### Introduction

Probability distributions are cornerstones in the theory of machine learning. The entire field of machine learning is often theoretically viewed or explained from a probabilistic perspective. Compared to the linear algebraic point of view, the probabilistic perspective gives formulations of machine learning algorithms that are more impressive.

Understanding probability distributions and their behavior are essential for anyone who wants to learn about the field. Of the many different types of probability distributions, the binomial is one of the simplest which forms a stepping stone for many other advanced concepts. In this post, we will understand the intuition behind the** binomial distribution** and formulate its equation form.

### Probability Distributions

Machine learning deals with forming approximate solutions to problems where the patterns in data are leveraged. The Probability distribution can be thought of as a graph/function representing how often a certain value can occur for a variable. If we take the marks of students in a class, we know there are few toppers in the class as well as few students who are poor in marks. A majority of students will be in the average range. When represented in the form of a graph we have the various marks possible (e.g. 0-100) on the x-axis and the number of students/percentage of students who got that mark in the y-axis. In this case, we know that the pattern in the data is like an inverted ‘U’ shape. This pattern is particular to the exam mark dataset.

Now let us take a hypothetical situation. **What if there was no pattern in the data? **How would the probability distribution look like, if there is no pattern among the students when it comes to the mark they score ?. As you guessed it will look like a straight line parallel to the x-axis. This is because any mark between zero to one hundred is equally likely. Although this is quite possible when it comes to a selective group of highly competitive schools or students, much of machine learning thinks it as a less interesting pattern to consider.

### Bernoulli Distribution: A Precursor to Binomial Distribution

Perhaps the easiest probability distribution to understand would be the Bernoulli distribution. The binomial distribution can be thought of as an extended version of the binomial distribution. To understand this let us take situations where only two possible outcomes are valid.

We have a lot of such examples every day. Raining or not raining, passing or failing an exam, tossing a coin, etc. We can assign a value between 0 to 1 for one outcome and one minus that value to the other outcome.
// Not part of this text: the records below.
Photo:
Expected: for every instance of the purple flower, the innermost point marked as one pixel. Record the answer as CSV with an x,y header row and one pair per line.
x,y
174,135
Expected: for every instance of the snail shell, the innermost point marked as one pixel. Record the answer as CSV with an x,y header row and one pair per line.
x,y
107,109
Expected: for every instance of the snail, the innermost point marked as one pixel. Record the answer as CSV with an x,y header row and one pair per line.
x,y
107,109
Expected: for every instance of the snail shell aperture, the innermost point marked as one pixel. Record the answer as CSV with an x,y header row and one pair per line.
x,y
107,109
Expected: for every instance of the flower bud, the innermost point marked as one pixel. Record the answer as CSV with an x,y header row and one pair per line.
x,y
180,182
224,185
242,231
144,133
For example in the rain example, if I gave 0.7 for raining then automatically (1-0.7) =0.3 will be the value for not raining.

**How do we get these values?**. We can estimate these by measuring the number of rainy days and non-rainy days in a pretty enough long period (e.g. years). We are essentially representing the pattern of rain in this probability distribution. This data can be specific to a region and can vary depending upon the period. Howewer the essential idea is that we have a mathematical representation of the pattern of raining or phenomenon under consideration.

### Binomial Distribution

Here the number of possible outcomes are two only and this was a simple example. What if there are more than two outcomes are possible?. One such example is the number of heads possible when throwing a coin 4 times. Since we are repeating the tossing 4 times, the number of heads we can get are 0,1,2,3,4. Therefore a total of 5 outcomes are possible. The question now is what are the probability values associated with each of these outcomes. What will be an equation that maps the possible outcomes to its probability values. Let’s try to derive it using an example.

### Figuring out the Binomial Equation

Consider tossing a coin three times. We can list out all the possible outcomes which are HHH, HHT, HTH, HTT, THH, THT, TTH, TTT. A total of eight outcomes are possible. If we count the number of heads in each outcome we get 3,2,2,1,2,1,1,0. Without repetition we have four values possible (0,1,2,3).

For ease of clarity, let’s assume that the coin is not fair. Therefore let’s assume that the probability of getting heads is 0.4 and tails is 0.6. We are doing this because If we assume a fair coin the probability will be the same (0.5) for both heads and tails and it won’t be obvious to explain the pattern and connect it to the binomial equation.

Now computing the total probability of a specific event will be simply multiplying the probability values of respective heads/tails. Let us write it down in table form.

Probability | Pattern |

0.4*0.4*0.4 | HHH |

0.4*0.4*0.6 | HHT |

0.4*0.6*0.4 | HTH |

0.4*0.6*0.6 | HTT |

0.6*0.4*0.4 | THH |

0.6*0.4*0.6 | THT |

0.6*0.6*0.4 | TTH |

0.6*0.6*0.6 | TTT |

If we group the heads probabilities and tails probabilities in each row, a pattern emerges which helps us to form an equation. For example in rows 2, 3, 5 it can be $H^2\times T$. In row 1 it its $H^3$. Similarly in row 8 it is $T^3$. In rows 4, 6, 7 it is $H \times T^2$. If we know a way to compute how many times a particular pattern (e.g. $H^2\times T$) occurs then the problem is half solved.

This can be answered using the old-school combinations equation. In this example (rows 2, 3, and 5) we are asking how many different ways we can get 2 heads out 3 different coint tosses. The combination equation gives this answer with ‘n’ choose ‘k’. The equation for the same is $\frac{n!}{k!(n-k)!}$.

Since we already know the heads and tail probabilities, we can complete the equation as:

$P(X=k) = \frac{n!}{k!(n-k)!} \times p^k \times (1-p)^{n-k}$

This forms the probability mass function equation for the binomial distribution. In discrete cases, the probability distribution is technically called the probability mass function. By plugging in the values we can compute the probability values for each possible outcome. Some requirements for binomial distribution are: n needs to be fixed, each outcome is of success/failure i.e. binary type, the probability of heads and tails remains the same from trial to trial, and each n trials are independent of each other (one does not affect the other).